Tuesday, March 10, 2026

Recipe: Traditional roasted Thanksgiving turkey

Brothers G. William and Christopher Copeland, private chefs who have cooked at and managed several Wilmington restaurants, gave us their version of traditional Thanksgiving turkey for our feature on how local chefs prepare turkeys.

“We didn’t invent it,” G. William Copeland said. “It was kind of passed down from the gods themselves.”

The Copeland Brothers recipe:

In a disposable aluminum pan, I like to have a single layer of large cuts of onion, celery and carrot. I toss those with oil, salt, pepper, thyme, and bay leaf.

Then there’s the butter. And as for my bird, pat dry with a towel and then rub that sucker up with butter. I mean, a whole pound just coating the outside of it, with a little salt and pepper too. Then shove another half pound inside after removing the neck and organs, which I place in the pan next to the turkey.

I preheat my over to 500 and put the pan on the lowest rack for 30 mins. Then I turn the oven down to 350 and let the oven do the work. Turning the pan every so often. Basting here and there. It’s a lot of work to get turkey right, but come on, this is what everyone is waiting for.

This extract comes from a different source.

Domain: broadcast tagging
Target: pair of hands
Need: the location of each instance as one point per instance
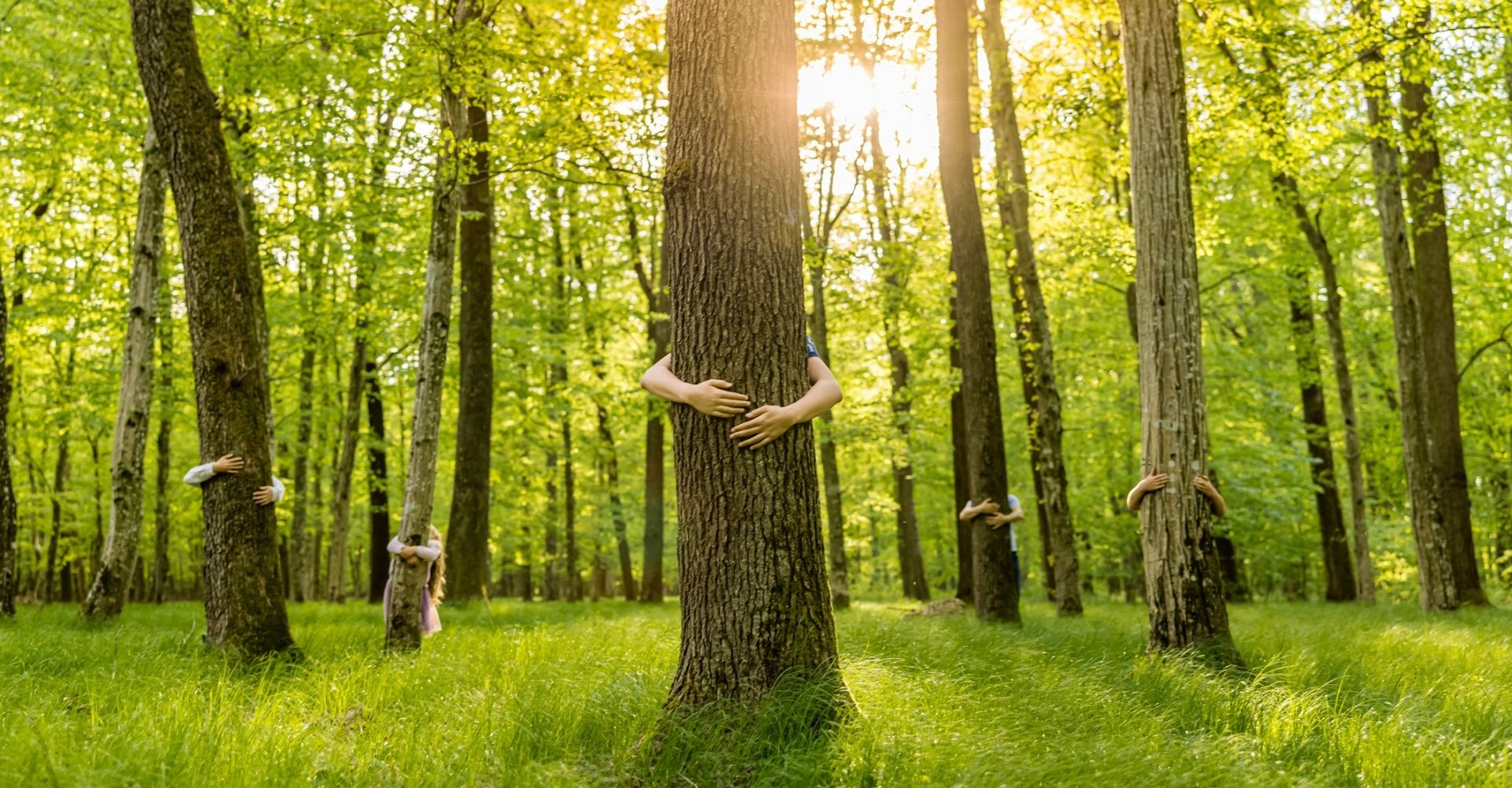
(232, 463)
(761, 426)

Maintain vigilance. You’re waiting for the center of the turkey breast to reach 165 degrees. Usually about two and a half hours. But it all depends on the size.

When the turkey is done, you want it to rest for a little bit, or the juices will all be lost when you carve it.

While you wait – and it can be a hellish wait, I know – I usually strain all the drippings from the pain and use that to start my gravy. That’s a whole other story, though.